Connotation 1)The definition of a word found outside the dictionary. 2)Figurative meaning of a word. 3) The verb form is “to connote” which means “to suggest or imply a meaning beyond the literal meaning of a word.” e.g. The word “cool” connotes “ an awesome or exciting thing.”
End rhyme Rhyming words that are at the ends of their respective lines—what we typically think of as normal rhyme.
Fable A story that illustrates a moral often using animals as characters e.g. The Tortoise and the Hare
Figurative Language Whenever you describe something by comparing it with something else, you are using figurative language. Any language that goes beyond the literal meaning of words in order to furnish new effects or fresh insights into an idea or a subject. e.g. Whenever you call something “cool,” you’re not talking about its temperature but referring to some other quality it possesses.
Foreshadowing A technique in which an author gives clues about something that will happen later in the story.
Free Verse Poetry with no set meter (rhythm) or rhyme scheme.
Genre A term used to describe a particular category or type of literature. Some literary genres are mysteries, westerns, and romances.
Hyperbole An extreme exaggeration. e.g. To say that it took you hours to walk home when in reality it was only 10 mins would be a hyperbole.
Imagery The use of description that helps the reader imagine how something looks, sounds, feels, smells, or tastes. Most of the time, it refers to appearance. e.g. “Tita was so sensitive to onions, any time they were being chopped, they say she would just cry and cry; when she was still in my great-grandmother’s belly her sobs were so loud that even Nacha, the cook, who was half-deaf, could hear them easily.” -- Like Water for Chocolate
Irony Language that conveys a certain idea by saying just the opposite. e.g. Saying that you love someone’s shirt when you really think it’s ugly is being ironic.
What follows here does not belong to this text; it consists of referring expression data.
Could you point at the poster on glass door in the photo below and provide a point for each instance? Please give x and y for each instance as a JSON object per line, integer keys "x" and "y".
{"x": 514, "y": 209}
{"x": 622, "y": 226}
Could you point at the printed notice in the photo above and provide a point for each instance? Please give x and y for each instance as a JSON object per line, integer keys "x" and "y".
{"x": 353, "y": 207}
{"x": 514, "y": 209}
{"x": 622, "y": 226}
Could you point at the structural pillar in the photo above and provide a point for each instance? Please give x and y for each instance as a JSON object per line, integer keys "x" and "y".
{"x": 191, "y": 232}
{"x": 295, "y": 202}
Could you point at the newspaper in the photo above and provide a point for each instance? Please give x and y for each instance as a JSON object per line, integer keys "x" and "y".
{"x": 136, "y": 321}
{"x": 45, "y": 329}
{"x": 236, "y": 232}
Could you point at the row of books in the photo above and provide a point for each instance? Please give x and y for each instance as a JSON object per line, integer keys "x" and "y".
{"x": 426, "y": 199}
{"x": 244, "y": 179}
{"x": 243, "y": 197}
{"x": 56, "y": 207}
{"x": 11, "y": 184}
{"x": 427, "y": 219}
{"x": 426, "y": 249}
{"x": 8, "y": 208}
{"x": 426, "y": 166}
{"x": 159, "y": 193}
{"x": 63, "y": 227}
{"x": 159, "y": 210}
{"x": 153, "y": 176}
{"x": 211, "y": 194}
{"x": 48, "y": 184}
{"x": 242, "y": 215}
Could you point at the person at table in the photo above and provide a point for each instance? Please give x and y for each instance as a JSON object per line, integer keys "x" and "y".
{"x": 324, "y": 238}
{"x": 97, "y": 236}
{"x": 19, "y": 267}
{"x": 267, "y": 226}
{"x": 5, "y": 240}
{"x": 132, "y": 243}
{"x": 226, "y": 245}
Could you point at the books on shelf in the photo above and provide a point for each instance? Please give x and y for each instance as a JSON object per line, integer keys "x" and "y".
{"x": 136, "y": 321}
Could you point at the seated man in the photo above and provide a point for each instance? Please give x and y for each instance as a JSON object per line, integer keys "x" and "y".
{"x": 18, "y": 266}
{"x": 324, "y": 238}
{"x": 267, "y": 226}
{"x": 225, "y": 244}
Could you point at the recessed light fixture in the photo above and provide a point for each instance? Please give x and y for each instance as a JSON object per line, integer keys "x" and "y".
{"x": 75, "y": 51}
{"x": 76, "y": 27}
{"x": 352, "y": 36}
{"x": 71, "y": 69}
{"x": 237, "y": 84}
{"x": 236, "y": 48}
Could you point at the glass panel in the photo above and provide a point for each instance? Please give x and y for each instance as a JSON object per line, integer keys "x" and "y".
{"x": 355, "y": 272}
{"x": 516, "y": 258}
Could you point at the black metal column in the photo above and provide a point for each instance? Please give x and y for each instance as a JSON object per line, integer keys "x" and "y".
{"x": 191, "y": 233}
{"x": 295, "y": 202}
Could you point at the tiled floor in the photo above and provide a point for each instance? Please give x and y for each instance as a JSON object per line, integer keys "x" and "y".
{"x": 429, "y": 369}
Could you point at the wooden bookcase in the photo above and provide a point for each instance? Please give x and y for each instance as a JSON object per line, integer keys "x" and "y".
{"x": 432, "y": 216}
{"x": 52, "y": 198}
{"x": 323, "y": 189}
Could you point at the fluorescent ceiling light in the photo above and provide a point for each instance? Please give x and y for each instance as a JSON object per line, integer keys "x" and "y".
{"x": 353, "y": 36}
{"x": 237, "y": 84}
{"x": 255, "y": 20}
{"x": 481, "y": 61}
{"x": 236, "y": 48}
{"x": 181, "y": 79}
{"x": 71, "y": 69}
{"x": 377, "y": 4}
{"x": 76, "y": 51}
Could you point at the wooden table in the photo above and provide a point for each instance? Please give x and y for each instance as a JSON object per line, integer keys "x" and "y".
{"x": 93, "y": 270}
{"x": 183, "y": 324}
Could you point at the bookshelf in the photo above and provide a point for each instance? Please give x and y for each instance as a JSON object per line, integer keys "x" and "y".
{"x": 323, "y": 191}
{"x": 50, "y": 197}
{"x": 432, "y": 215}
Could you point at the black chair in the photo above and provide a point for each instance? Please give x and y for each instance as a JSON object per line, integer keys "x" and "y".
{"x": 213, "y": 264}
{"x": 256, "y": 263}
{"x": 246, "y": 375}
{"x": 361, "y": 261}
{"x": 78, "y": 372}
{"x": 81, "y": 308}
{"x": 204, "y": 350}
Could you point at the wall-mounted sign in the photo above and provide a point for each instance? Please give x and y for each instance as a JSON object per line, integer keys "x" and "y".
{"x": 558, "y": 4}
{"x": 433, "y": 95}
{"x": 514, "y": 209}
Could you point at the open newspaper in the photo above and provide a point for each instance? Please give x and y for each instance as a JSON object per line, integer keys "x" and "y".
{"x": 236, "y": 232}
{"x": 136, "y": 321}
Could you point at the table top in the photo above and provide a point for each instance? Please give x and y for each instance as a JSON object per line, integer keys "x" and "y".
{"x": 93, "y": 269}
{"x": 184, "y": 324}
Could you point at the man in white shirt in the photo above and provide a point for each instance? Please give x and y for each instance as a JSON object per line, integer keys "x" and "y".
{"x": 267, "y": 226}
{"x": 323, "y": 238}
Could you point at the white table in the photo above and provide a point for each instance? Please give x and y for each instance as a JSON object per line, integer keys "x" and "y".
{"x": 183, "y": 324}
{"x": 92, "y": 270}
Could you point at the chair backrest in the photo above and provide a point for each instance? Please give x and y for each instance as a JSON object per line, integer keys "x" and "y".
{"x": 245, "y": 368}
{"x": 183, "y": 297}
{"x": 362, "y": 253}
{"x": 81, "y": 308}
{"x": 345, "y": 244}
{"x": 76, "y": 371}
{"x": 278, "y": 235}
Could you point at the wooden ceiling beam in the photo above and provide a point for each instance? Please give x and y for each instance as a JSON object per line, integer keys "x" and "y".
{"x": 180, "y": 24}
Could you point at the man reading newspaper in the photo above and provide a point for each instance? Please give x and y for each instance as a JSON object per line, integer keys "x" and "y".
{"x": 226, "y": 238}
Literal Language Language that means exactly what it says.
Metaphor A comparison of two unlike things using any form of the verb “to be”–-i.e. am, are, is, was, were. Ex: “This chair is a rock,” or “I am an island.”
Monologue A long speech by one character in a play or story.
Mood The feeling created in the reader by a literary work or passage. The mood may be suggested by the writer's choice of words, by events in the work, or by the physical setting.
Myth A legend that embodies the beliefs of people and offers some explanation for natural and social phenomena.
Onomatopoeia The use of words that sound like what they mean such as “buzz,” “bang,” or “tic-tock.”
Parody A humorous, exaggerated imitation of a work of literature.
Personification Giving inanimate objects human characteristics. e.g. “The wind howled through the night.”
Plot The series of events that form the story.
Prose Writing organized into sentences and paragraphs that is not poetry. e.g. Novels and short stories are examples of prose.
Protagonist The main character of a novel, play, or story.
Simile Comparing two unlike things using “like” or “as.” e.g. “I’m as hungry as a pig,” or “Your eyes are like stars that brighten my night.”
Stanza A major subdivision in a poem. A stanza of two lines is called a couplet; a stanza of three lines is called a tercet; a stanza of four lines is called a quatrain.
Theme The central idea of a work.
Tone The author’s attitude toward the subject of the work. Usually positive or negative. e.g. The tone of a piece of literature could be pessimistic, optimistic, angry, or sarcastic.
Haiku A three-line poem with five syllables in the first line, seven syllables in the second line and five syllables in the third line.